The IRDEGs was composed of 4 genes, namely B2M, SPP1, PPIA, and HRG. The 438 HCC patients were divided into high- and low-risk group. The high-risk group was associated with poor prognosis, including higher T stage, advanced pathological stages, less immune cell infiltration, higher TP53 mutation rate, the high expression of CTLA4 and HAVCR2. Besides, high-risk populations benefit from most chemotherapy drugs.
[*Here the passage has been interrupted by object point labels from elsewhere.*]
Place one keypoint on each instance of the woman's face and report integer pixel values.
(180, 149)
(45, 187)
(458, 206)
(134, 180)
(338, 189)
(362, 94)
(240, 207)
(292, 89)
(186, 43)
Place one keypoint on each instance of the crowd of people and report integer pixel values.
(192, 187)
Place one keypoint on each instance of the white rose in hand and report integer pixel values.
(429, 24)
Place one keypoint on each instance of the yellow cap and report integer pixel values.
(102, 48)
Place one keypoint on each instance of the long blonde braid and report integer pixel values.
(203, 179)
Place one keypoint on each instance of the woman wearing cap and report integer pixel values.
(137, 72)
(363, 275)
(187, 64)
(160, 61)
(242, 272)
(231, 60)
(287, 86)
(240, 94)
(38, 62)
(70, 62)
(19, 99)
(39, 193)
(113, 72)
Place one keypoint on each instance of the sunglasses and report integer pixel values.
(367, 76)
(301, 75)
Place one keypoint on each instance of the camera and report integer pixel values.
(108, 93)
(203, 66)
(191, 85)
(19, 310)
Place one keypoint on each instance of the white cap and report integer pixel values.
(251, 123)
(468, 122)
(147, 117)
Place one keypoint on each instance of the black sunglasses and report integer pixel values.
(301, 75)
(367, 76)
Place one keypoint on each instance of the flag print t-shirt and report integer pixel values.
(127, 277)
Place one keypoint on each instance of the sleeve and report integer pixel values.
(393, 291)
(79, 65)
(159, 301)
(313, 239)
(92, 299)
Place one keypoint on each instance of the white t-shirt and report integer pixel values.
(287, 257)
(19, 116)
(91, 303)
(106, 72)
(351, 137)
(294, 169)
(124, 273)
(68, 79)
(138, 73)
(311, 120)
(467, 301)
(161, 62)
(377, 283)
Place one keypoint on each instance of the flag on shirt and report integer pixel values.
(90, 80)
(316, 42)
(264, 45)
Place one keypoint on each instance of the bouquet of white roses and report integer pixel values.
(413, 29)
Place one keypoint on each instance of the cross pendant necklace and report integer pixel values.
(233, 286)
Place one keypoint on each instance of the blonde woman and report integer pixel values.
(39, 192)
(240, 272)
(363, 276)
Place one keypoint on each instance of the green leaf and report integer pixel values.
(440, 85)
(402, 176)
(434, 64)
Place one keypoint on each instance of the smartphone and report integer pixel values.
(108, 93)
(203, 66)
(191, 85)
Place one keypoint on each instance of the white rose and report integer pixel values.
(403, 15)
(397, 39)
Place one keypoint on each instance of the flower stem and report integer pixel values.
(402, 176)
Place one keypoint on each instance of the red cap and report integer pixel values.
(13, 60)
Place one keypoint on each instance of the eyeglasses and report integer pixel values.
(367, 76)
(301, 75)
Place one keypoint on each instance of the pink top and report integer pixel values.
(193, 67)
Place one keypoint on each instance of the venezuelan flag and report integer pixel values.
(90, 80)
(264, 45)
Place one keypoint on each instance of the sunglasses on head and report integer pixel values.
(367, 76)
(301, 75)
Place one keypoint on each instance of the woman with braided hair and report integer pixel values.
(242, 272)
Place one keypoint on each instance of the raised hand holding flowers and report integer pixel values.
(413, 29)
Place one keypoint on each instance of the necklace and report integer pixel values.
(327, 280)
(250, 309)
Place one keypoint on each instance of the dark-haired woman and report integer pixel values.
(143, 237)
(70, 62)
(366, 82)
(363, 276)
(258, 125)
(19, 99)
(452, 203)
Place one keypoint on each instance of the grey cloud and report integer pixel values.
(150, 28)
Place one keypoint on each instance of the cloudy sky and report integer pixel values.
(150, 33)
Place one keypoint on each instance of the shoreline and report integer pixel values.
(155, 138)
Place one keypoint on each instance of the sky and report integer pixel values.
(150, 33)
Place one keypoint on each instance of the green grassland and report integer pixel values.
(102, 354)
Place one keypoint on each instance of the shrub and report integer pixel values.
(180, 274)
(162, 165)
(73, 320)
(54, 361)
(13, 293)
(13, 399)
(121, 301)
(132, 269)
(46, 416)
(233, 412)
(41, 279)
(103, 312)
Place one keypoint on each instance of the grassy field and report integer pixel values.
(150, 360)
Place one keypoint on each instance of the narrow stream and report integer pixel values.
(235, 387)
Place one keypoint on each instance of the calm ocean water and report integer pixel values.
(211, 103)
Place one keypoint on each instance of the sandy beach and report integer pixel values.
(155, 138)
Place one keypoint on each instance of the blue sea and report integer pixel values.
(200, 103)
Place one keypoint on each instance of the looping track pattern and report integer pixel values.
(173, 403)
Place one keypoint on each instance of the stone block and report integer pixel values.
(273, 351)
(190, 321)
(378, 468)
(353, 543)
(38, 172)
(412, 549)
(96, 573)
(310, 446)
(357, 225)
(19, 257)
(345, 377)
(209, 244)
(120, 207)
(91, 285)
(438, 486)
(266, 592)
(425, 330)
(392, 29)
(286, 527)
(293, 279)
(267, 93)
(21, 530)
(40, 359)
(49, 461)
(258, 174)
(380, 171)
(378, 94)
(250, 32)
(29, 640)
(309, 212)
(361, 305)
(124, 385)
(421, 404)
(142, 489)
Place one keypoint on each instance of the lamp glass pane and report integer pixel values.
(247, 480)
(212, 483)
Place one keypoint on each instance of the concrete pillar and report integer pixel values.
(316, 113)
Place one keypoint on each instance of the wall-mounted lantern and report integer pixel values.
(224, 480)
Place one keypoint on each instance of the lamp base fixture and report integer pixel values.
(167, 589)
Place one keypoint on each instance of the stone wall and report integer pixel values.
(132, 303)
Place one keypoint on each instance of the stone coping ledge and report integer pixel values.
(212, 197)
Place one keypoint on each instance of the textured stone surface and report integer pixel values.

Similarly, the performance of the risk model was validated in the ICGC. All four datasets (TCGA-LIHC cohort, GSE54236, GSE14520, and GSE64041) and clinical q-PCR results demonstrated that, compared with normal samples, the expressions of B2M and HRG were lower in tumor samples, and the expression of SPP1 was higher.
In summary, the immune-related prognostic signature had a good predictive performance on prognosis and immunotherapy for HCC patients.
目前,关于肝细胞癌(HCC)免疫相关预后分析的研究较少。我们的目的是建立一种HCC的免疫相关预后模型。
从HCC的单细胞RNA测序数据集(GSE149614)中获取免疫相关细胞。利用免疫相关细胞中正常细胞与肿瘤细胞之间的差异表达基因以及来自ImmPort数据库的免疫相关基因来鉴定免疫相关差异表达基因(IRDEGs)。随后,通过Kaplan-Meier(K-M)生存曲线、单因素/多因素Cox回归分析,在来自癌症基因组图谱(TCGA)数据库的TCGA-LIHC队列(n = 438)中建立风险模型。随后,我们进一步分析了高风险组和低风险组之间的肿瘤免疫微环境特征、体细胞突变、免疫检查点及其配体表达水平,以及药物敏感性预测。ICGC队列被设为验证队列。使用TCGA-LIHC队列和三个独立的基因表达综合数据库(GEO)数据集(GSE54236、GSE14520和GSE64041)来验证IRDEGs的表达,以及使用临床样本进行PCR检测。
IRDEGs由4个基因组成,即B2M、SPP1、PPIA和HRG。438例HCC患者被分为高风险组和低风险组。高风险组与预后不良相关,包括更高的T分期、晚期病理分期、更少的免疫细胞浸润、更高的TP53突变率、CTLA4和HAVCR2的高表达。此外,高风险人群从大多数化疗药物中获益。同样,风险模型的性能在ICGC中得到验证。所有四个数据集(TCGA-LIHC队列、GSE54236、GSE14520和GSE64041)以及临床q-PCR结果表明,与正常样本相比,肿瘤样本中B2M和HRG的表达较低,而SPP1的表达较高。
综上所述,免疫相关预后特征对HCC患者的预后和免疫治疗具有良好的预测性能。